III. Eighth Amendment Claims
In the district court, LeVine's summary judgment memorandum clarified that he was asserting Eighth Amendment claims for defendants' alleged brutality, rather than for their deliberate indifference to his serious medical needs. The standard for an Eighth Amendment brutality claim is whether force was applied "maliciously and sadistically for the very purpose of causing him." Berryhill v. Schriro, 137 F.3d 1073, 1076 (8th Cir. 1998). The district court granted summary judgment dismissing these claims, concluding there is no evidence that any defendant used force maliciously and sadistically for the purpose of causing LeVine harm. We agree. "One acts maliciously by undertaking, without just cause or reason, a course of action intended to injure another" and "sadistically by engaging in extreme or excessive cruelty or by delighting in cruelty." Howard v. Barnett, 21 F.3d 868, 872 (8th Cir. 1994) (quotations omitted). In his deposition, LeVine admitted that defendants acted for the legitimate purpose of obtaining a urine sample for a random drug test. He asserted that Roebuck "didn't know what she was doing," but not that she was attempting to hurt him. He complained that Youngs threatened him with a conduct violation if he did not provide a sample. These allegations fall far short of raising a genuine issue of material fact as to whether the defendants acted with a sufficiently culpable state of mind to support an Eighth Amendment brutality claim.

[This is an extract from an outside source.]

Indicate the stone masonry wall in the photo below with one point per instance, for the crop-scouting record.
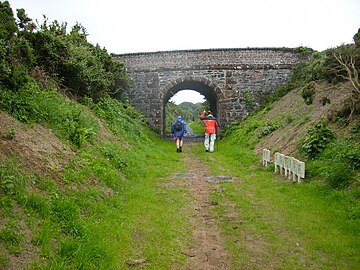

The record does not reveal a viable claim of deliberate indifference. Dr. Farnham submitted an affidavit averring that difficulty inserting a catheter into the bladder of a man with an enlarged prostate is not uncommon, that the nurses used proper technique in attempting to catheterize LeVine, and that it was proper medical treatment to successfully catheterize LeVine at the hospital and then leave the catheter in place for several days to allow his injury to heal. LeVine submitted no evidence or expert opinion to the contrary.
The judgment of the district court is affirmed.